A Conversation With Sally Koslow

You write a lot about “helicopter parenting” in this book; do you feel Jewish mothers have a special corner on this market and if so, why?

Along with Asian moms, we may have invented “helicopter parenting,” but now it’s a quotidian upper-middle-class practice. At the very least, though, our tribe is historically child-centric. Manhattan has many parades, but not one has more kids than the Israel Day Parade, and our emphasis on education is indisputable. Jewish mothers are often unapologetic advocates on their kids’ behalf. Sometimes we overdo it, not stepping step back so our kids can step forward. Butting out is an unfamiliar practice.

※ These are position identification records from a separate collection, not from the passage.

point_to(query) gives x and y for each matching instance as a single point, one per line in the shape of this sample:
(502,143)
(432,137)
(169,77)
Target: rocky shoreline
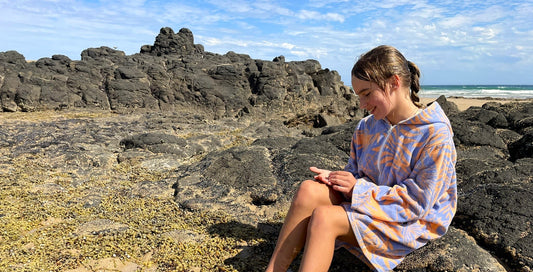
(103,173)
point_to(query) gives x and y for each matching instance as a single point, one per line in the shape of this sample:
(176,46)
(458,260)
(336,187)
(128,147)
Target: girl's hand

How do the daughters and sons of these helicopter moms respond to their parents’ continued involvement in their lives?

Some kids establish boundaries, cutting off parents at the pass on Facebook, say, or blocking emails and insisting on independence. But it’s more common to see adultescents—a term my older son coined—who are only too willing to take-take-take, counting on parents’ endless financial and emotional support, having mothers and fathers vet every resume and job-hunting letter, staying on family cell phone plans, allowing parents to pay for apartments, vacations, cars, insurance, electronics, vacations and clothing, making 28 is the new 19.

Do you feel there any advantages to this kind of parenting? And do you feel there is any benefit to the extended “adultescence” you describe?

Motives for this parenting are generous and never intended to be inhibiting. Everything is offered in love. Children most likely feel the tenderness and often, the generations genuinely enjoy each others’ company.

The paralyzing effects of the behavior are stealthy, however, and what springs from kindness can have negative consequences. Like it or not, some opportunities go stale if a young adult doesn’t pounce on them early. It rarely works out well if at 31, let’s say, someone regrets that they didn’t go to work on Wall Street. That boat has sailed. There are also important practices and behaviors no one can teach you but yourself—how to get along in the workplace, meet deadlines, fulfill obligations, co-exist with people of many backgrounds, work hard, accept disappointment and learn to sacrifice. An adolescent needs independence and practice to master these essentials.

Certainly, recent economic crises and downturns have been responsible for this changed parental paradigm. But do you think there are other causes as well, such as redefined perception of what it means to be a good mother?

It’s a fact that it’s become harder for young people to get jobs and paid internships, and the average young adult carries $45,000 of student debt, but the problems adultescents face go beyond the grim reaper job market and financial burdens. Many adult children exist in a perfect storm of overconfidence created by parents who’ve raised them to feel capitol-S Special. Parents are often too eager to give kids every opportunity they never had. I’ve heard mothers and fathers take thinly disguised pride in their children’s champagne taste and only half-jokingly admit, “I’d like to be reincarnated as my daughter.” Teaching kids practical skills that lead to self-sufficiency and living within a budget may be undervalued, creating entitled but incompetent kids who’ve been enabled by well-meaning parents.

At the end of your book, you give some very sane advice to boomer parents of adultescent kids; do you have any special advice for Jewish moms?

Forcing ourselves to back off is no harder than what we expect of our young adult kids. Retrenchment may smack of tough love, and it’s a practice not only for non-Jews.

Watch the trailer (below) for Slouching Toward Adulthood: Observations from the Not-So-Empty Nest.

4 comments on “A Conversation With Sally Koslow

  1. Maggie Anton on

    Friends of mine were calling this the “bungi” or “boomerang” generation over a decade ago, when high rents and low salaries brought college grads back home. Now that the economy is even worse, I can’t imagine who wouldn’t have their unemployed child move back home, let alone allow their child to lack health insurance.